A l’heure de la montée en puissance de l’intelligence artificielle (IA), alors que les entreprises veulent recruter des jeunes prêts à s’investir immédiatement dans des projets, que doit-on leur enseigner ? « Notre métier ce n’est plus de diplômer des gens – et je doute qu’il l’ait été un jour – notre métier c’est de doter des femmes et des hommes des compétences nécessaires pour qu’ils soient acteurs d’une vie économique et sociale », analyse le directeur de l’emlyon BS, Bernard Belletante. Si peu imaginent encore qu’un cursus en management ne doit se focaliser que la transmission de connaissances, l’enseignement ce qu’on appelle en anglais des softskills – et en français des « compétences douces » (ou plutôt « humaines ») ou encore des « savoirs comportementaux » -, est tout sauf une évidence pédagogique. Car comment apprend-on à bien se comporter ? Comment acquiert-on des manières policées, à bien se comporter en toutes situations, dans tous les pays, peut-on acquérir le sens de l’humour, de l’empathie, le sens de l’innovation… ?

Autant de qualités humaines qui feront largement la différence une fois dans l’entreprise. « Nous constatons aujourd’hui une très forte demande des entreprises. Sur le plan technique, il n’y a pas de grande différence entre deux jeunes diplômés sortant d’une grande école. Mais, sauront-ils passer le bon message ? Seront-ils capables de travailler avec leurs collègues, d’être leader ? Travailler sur ces compétences humaines et émotionnelles, c’est se donner toutes les chances de progresser. Ce sont bien ces compétences comportementales qui feront la différence », comment le directeur de Toulouse BS, François Bonvalet.
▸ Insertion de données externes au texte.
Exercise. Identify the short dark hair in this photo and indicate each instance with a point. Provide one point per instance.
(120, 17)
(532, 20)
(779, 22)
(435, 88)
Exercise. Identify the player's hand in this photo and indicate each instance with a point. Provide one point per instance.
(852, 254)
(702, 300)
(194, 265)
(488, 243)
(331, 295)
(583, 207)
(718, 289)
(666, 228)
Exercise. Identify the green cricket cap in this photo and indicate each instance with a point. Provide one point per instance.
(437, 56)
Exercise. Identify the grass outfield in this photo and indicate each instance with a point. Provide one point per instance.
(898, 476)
Prendre goût au travail en groupe

La bonne maîtrise du travail en équipe est sans doute aujourd’hui la première qualité qu’attendent les entreprises des jeunes qu’elles recrutent. Et il importe de la stimuler dès le début du cursus. Depuis trois ans la rentrée des étudiants d’Audencia, tout juste sortis de leur classe prépa, se fait ainsi sous le signe de l’innovation managériale. L’idée des « Talent Days » : répondre en groupe aux défis des entreprises pendant deux jours et présenter ses idées sur scène. Pas de quoi désarçonner Blandine, tout juste issues d’une khâgne, et Lucille, d’une prépa ECS et toute leur équipe : « Nous savions que nous allions vite être mis dans le bain du travail en groupe comme de l’oral et cela s’est très bien passé avec d’autres élèves que nous ne connaissions absolument pas. Avec un vrai esprit de camaraderie ! ».
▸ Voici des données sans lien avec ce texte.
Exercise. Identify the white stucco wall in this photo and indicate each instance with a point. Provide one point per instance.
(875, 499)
Travail en groupe chez Neoma BS

Du côté de Skema BS, quelques 8000 étudiants de tous les programmes se sont confrontés début 2017 à un défi créatif visant créer une offre de service innovante dans trois secteurs : edtechs, smartcity et cyber-sécurité, en duo avec les élèves ingénieurs de l’ESIEA (école d’ingénieurs) et de l’Université de Nice Sophia Antipolis. Puis les 1000 primo entrants du programme Grande École ont pris part à un défi créatif multi-campus en format hackathon durant lequel ils devaient collaborer et co-construire des solutions innovantes en réponse à des besoins réels des territoires avec les étudiants de l’ESIEA.
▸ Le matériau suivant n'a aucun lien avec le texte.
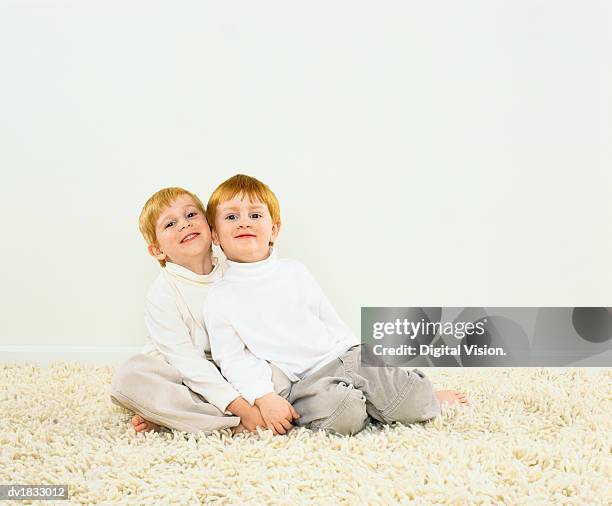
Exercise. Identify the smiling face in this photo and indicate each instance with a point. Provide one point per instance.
(244, 229)
(183, 235)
Devenir créatif et innovant

Au-delà du comportement, de l’altérité, c’est souvent le sens de l’innovation que les écoles de management entendent développer. « Ce que les entreprises attendent de nos diplômés c’est qu’ils les « bougent ». Qu’ils aient des idées novatrices, tant en termes d’innovation que de management, pour les aider à entre dans un monde de plus en plus technologique dans lequel il faut également maîtriser les données géopolitiques », assure le directeur adjoint de Grenoble EM, Jean-François Fiorina. Un tout nouveau séminaire d’une semaine dit d’« initiations entrepreneuriales) va ainsi bientôt voir le jour à TBS pour « booster l’esprit entrepreneurial et la créativité » des étudiants. Des challenges leur seront soumis auxquels ils devront répondre en groupe coachés par des experts et enseignants. Ils travailleront sur le projet et présenteront au jury leur proposition à l’aide d’un prototype (maquette, site web ou vidéo, par exemple) en mettant en avant des plans d’action concrets.

Ces challenges, travaux en groupe, études de cas sont d’autant plus efficaces qu’elles réunissent des étudiants de tous les pays. Ce qui n’est pas si évident que cela… « Nous soutenons une association pour faire en sorte que tous les étudiants mélangent bien leurs talents dans le cadre des parcours européens », détaille le directeur générale d’ESCP Europe, Frank Bournois, bien obligé de constater que « si on écoutait seulement les Français, ils préfèreraient rester entre eux, au point de repousser le plus possible le moment où ils se rendront sur nos autres campus ou ailleurs dans le monde ! » Or à ESCP Europe, ce n’est pas possible : on ne peut rester plus de deux semestres sur un même campus. Un moyen très efficace pour développer les soft skills liés à la connaissance de l’autre et à l’altérité.

Travailler avec d’autres profils

Les étudiants de l’ICN se mêlent aux autres étudiants d’Artem

Travailler en équipes avec d’autres étudiants de son école c’est bien, le faire avec des étudiants étrangers de la même filière c’est mieux, être capables de monter des projets avec des étudiants d’autres cursus c’est encore mieux. Avec l’alliance Artem qui la lie à Mines Nancy et à l’École nationale supérieure d’art et de design de Nancy, l’ICN BS est depuis longtemps au cœur de cette problématique. 20% des cours de son programme grande école sont déjà communs avec ceux des Mines. Tous les vendredis après-midi les étudiants des trois écoles se retrouvent autour de projets communs. « Et l’étincelle naît souvent à la marge de chaque discipline quand les étudiants des autres écoles s’en emparent pour en repousser les frontières. Ils dépassent des frontières et pourront demain apporter beaucoup aux entreprises qui les recruteront », se félicite la directrice de l’ICN, Florence Legros.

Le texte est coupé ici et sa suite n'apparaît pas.